The Future's in the Dirt

Event Details
Public Program
Date: April 5, 2012
Time: 6:30 pm - 8:00 pm
Venue: University Center Auditorium
For decades, the rural Vermont town of Hardwick (pop: 3,200) grappled with a challenged economy. Like so many small towns, the once-thriving regional industry had died, and the majority of the working population was forced to commute far beyond the town line to find work.
Enter the “agripreneurs,” a group of ambitious young agricultural entrepreneurs with big ideas about how regionalized food-based enterprise can be used to create sustainable economic development and wean our nation of its unhealthy dependence on industrial food.
In The Town That Food Saved, Hewitt explores the contradictions inherent to producing high-end “artisanal” food products in a working class community. To better understand how a local food system might work, he spends time not only with the agripreneurs, but also with the region’s numerous small-scale food producers, many of which have been quietly operating in the area for decades. The result is a delightfully inquisitive peek behind the curtain of the town that has been dubbed the “Silicon Valley of local food.”
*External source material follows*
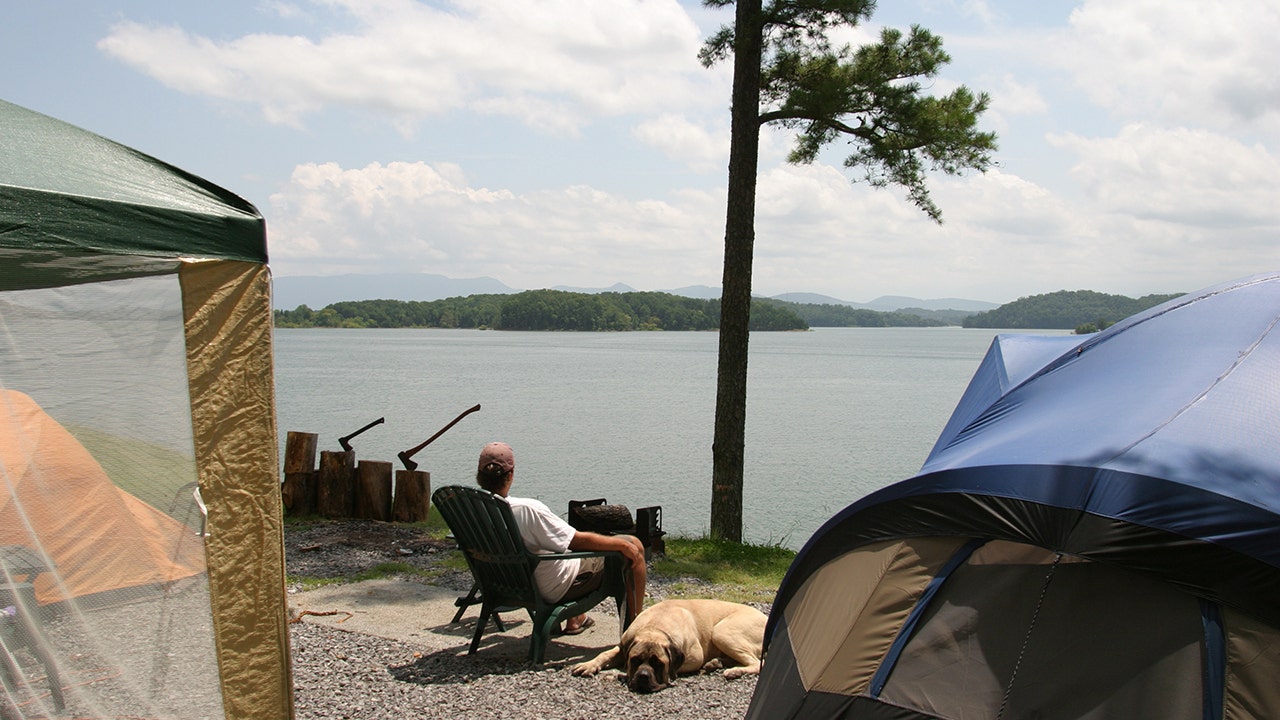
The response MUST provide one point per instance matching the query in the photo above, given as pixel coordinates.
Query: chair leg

Hewitt was born and raised in northern Vermont where he runs a small-scale, diversified hill farm with his family. He lives with his wife and two sons in a self-built home that is powered by a windmill and solar photovoltaic panels.
His most recent book is Making Supper Safe: One Man’s Quest to Learn the Truth About Food Safety (Rodale). From dumpster diving, to the battle over food rights, to genetically engineered salmon and the interplay between humans and the bacteria they consume, Hewitt explores the untold story of food safety with humor and good-natured skepticism.
His work has appeared in numerous national periodicals, including the New York Times Magazine, Wired, Gourmet, Discover, Skiing, Eating Well, Yankee Magazine, Powder, Men’s Journal, National Geographic Adventure, and Outside.